Nós decidimos há um tempo que não trataremos dias de luta como datas episódicas para abordar esta ou aquela temática. Porque as lutas e as vidas não se resumem a um mês ou dia específico, ainda que toda lembrança seja importante. Talvez, seja de tanto acompanhar os clubes que em nada se comprometem com as pautas abordadas, mas adoram fazer marketing e ganhar popularidade esbanjando sua suposta preocupação com determinadas demandas de minorias sociais, mas, efetivamente, não movem uma palha para que as coisas sejam diferentes. Assumem as hierarquias sociais e só aparentam questionar ou reconhecê-las quando é economicamente conveniente. Assim, passamos a repensar a dimensão das nossas ações lutando por um futebol praticado por mulheres que seja cada vez mais democrático e plural.

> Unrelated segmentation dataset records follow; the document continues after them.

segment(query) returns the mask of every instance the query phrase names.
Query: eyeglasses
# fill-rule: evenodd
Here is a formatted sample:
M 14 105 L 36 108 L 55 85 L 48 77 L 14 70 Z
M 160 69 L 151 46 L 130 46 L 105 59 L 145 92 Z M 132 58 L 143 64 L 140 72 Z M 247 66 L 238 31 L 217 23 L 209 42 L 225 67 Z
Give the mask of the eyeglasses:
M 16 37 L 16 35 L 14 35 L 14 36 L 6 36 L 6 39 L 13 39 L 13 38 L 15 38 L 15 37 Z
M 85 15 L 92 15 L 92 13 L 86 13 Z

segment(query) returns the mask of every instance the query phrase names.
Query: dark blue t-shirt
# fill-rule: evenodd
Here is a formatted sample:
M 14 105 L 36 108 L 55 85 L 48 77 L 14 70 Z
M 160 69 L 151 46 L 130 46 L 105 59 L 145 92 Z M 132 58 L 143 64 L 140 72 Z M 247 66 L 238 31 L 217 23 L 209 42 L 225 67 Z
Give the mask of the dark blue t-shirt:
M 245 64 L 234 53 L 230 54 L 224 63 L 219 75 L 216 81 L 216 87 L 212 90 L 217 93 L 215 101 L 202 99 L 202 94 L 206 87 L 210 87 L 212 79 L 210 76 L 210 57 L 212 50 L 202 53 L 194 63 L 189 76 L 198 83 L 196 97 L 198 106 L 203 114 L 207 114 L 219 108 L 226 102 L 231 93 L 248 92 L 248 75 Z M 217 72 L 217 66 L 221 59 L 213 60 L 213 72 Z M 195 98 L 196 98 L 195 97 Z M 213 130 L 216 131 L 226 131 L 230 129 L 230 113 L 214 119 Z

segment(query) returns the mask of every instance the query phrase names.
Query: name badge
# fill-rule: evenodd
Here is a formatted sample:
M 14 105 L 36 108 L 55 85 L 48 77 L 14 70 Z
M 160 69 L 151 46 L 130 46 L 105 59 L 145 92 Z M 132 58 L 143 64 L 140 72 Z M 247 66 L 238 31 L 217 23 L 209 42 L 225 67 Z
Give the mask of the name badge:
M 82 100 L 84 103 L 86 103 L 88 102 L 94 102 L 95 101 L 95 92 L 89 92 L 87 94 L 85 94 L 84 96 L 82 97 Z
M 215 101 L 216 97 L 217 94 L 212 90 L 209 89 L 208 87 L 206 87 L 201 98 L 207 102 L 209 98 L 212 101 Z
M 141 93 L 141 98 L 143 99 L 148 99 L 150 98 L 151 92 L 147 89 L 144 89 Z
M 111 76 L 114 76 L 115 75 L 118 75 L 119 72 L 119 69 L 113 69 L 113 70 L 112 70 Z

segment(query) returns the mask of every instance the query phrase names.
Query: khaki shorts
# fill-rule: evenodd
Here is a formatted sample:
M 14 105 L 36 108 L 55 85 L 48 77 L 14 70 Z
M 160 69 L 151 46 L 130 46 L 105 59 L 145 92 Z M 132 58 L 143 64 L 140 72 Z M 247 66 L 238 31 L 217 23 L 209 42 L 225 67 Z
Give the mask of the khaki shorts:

Entretanto, esse mês foi controverso demais para que a gente pudesse ficar calada. Porque no Dia da Consciência Negra não foi possível celebrar as resistências históricas. Porque João Alberto Silveira Freitas não pôde ir ao supermercado e voltar para casa em paz. Porque o Beto é mais um corpo negro que cai nas estatísticas e nada, absolutamente nada é feito diante disso, a não ser a insistência bizarra de negar que o racismo é estrutural na nossa sociedade. E esse movimento, que atua junto a diversos outros negacionismos e conservadorismos sociais, parece crescer no contexto do futebol. E, assim, boa parte das pessoas que entendem o futebol, bem como outras práticas esportivas, como um momento de suspensão insistem em dizer que algumas lógicas racistas são parte do tom jocoso ou das lógicas construídas pelo contexto e que em nada diria de violências ou opressões.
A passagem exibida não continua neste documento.